FWIW, InoReader is a great old-style, no-frills, non-"intelligent" RSS reader.
[https://www.inoreader.com](https://www.inoreader.com)

------
norswap
I picked the old reader because it was a no-fuss google reader replacement.
Feedly is bloated and was slow to boot. I also didn't want to pay to read my
feeds.

I'm now switching to Digg Reader, which is equally simple, and has an android
app coming soon (the iOS app is already out).

------
webwanderings
Never felt comfortable with this service from day one.

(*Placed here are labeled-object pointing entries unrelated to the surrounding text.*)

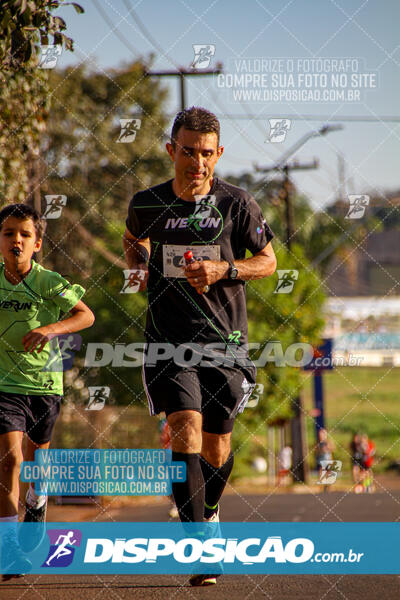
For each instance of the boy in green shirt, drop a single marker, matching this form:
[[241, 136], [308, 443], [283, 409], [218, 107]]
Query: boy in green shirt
[[31, 300]]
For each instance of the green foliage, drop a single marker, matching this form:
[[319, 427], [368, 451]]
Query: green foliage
[[24, 99], [99, 177], [23, 23]]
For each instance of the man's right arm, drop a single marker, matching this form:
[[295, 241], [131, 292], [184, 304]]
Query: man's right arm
[[137, 254]]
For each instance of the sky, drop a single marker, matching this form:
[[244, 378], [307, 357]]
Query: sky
[[344, 54]]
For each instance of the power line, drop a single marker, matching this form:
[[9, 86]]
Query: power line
[[326, 119], [114, 30], [147, 34]]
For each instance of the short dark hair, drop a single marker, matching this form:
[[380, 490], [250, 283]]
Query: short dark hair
[[22, 212], [195, 119]]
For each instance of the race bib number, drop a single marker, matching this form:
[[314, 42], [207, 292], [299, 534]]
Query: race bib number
[[174, 261]]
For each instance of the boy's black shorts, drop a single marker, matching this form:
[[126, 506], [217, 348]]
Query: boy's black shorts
[[218, 393], [34, 415]]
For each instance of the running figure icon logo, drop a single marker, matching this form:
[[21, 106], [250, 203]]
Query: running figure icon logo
[[278, 129], [62, 358], [49, 55], [287, 278], [62, 547], [202, 55], [54, 206], [329, 471], [132, 279], [357, 207], [97, 397], [129, 129]]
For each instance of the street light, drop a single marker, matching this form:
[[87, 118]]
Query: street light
[[282, 161]]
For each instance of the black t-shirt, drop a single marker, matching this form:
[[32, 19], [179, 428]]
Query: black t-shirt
[[219, 226]]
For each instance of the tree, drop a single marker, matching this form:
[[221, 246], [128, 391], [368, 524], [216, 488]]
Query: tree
[[83, 160], [24, 99]]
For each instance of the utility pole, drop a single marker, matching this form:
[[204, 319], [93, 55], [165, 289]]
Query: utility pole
[[34, 188], [298, 430], [182, 73], [287, 188]]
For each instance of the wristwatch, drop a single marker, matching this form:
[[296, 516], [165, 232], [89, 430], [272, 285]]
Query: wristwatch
[[232, 271]]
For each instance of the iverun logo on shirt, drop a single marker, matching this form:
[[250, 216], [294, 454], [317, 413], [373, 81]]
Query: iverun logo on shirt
[[15, 305], [193, 221]]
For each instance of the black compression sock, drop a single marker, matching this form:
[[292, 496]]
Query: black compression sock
[[215, 479], [189, 494]]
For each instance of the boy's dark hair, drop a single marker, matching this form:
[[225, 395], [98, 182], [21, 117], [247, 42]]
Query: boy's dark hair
[[22, 212], [195, 119]]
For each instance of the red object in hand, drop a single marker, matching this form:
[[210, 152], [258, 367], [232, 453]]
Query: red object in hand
[[189, 259]]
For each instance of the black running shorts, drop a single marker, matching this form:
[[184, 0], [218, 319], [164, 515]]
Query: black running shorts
[[34, 415], [218, 393]]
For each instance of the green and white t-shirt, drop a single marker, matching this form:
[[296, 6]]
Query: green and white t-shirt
[[34, 302]]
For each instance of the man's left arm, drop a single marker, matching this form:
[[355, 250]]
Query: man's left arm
[[202, 273]]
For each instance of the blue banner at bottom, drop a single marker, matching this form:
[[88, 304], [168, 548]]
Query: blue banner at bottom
[[176, 548]]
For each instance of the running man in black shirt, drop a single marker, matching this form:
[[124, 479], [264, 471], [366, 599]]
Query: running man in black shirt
[[196, 366]]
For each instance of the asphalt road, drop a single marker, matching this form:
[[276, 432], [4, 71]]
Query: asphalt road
[[235, 507]]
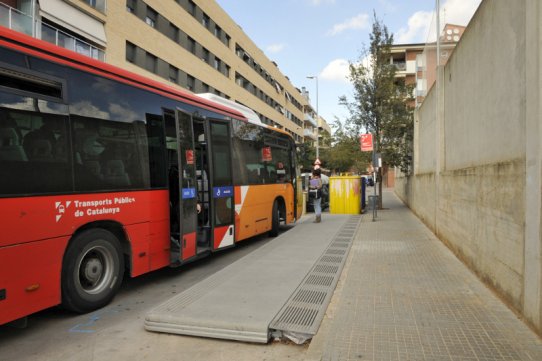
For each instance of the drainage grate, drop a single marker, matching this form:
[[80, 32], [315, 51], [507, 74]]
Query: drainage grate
[[300, 317]]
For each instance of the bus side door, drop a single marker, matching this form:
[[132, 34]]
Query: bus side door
[[187, 185], [222, 191]]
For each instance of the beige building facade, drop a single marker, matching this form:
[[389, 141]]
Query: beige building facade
[[190, 44]]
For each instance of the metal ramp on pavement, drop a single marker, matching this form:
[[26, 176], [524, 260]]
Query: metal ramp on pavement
[[281, 289]]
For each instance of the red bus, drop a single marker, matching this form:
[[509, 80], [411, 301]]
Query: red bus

By now, I have tested many and have stuck around long with InoReader. However,
I must confess that nobody is doing this better than Feedly team under the
circumstances. So I give up looking anywhere else for now.

------
sbarre
While I wouldn't push on them the suggestion that they open-source it, they
could try to sell copies, perhaps?

I'm surprised the idea of selling a self-hosted version of their platform
hasn't come up (like Fever or something else).

------
pauljonas
Gave The Old Reader a try but it failed to even properly import my Google
Reader feeds -- it stopped at the letter 'H'. Also, did not note any feature
it did better than Feedly or any of the other competitors.

Feedly is OK, in some ways a notch up from the stagnant Google Reader, but
lack of search is so frustrating and disappointing.

------
chii
i expected the influx of traffic to cause some (free) services to fail, and so
to hedge my bets, i signed up for several that i found as acceptable Google
Reader replacements. Hurray for insurance policy!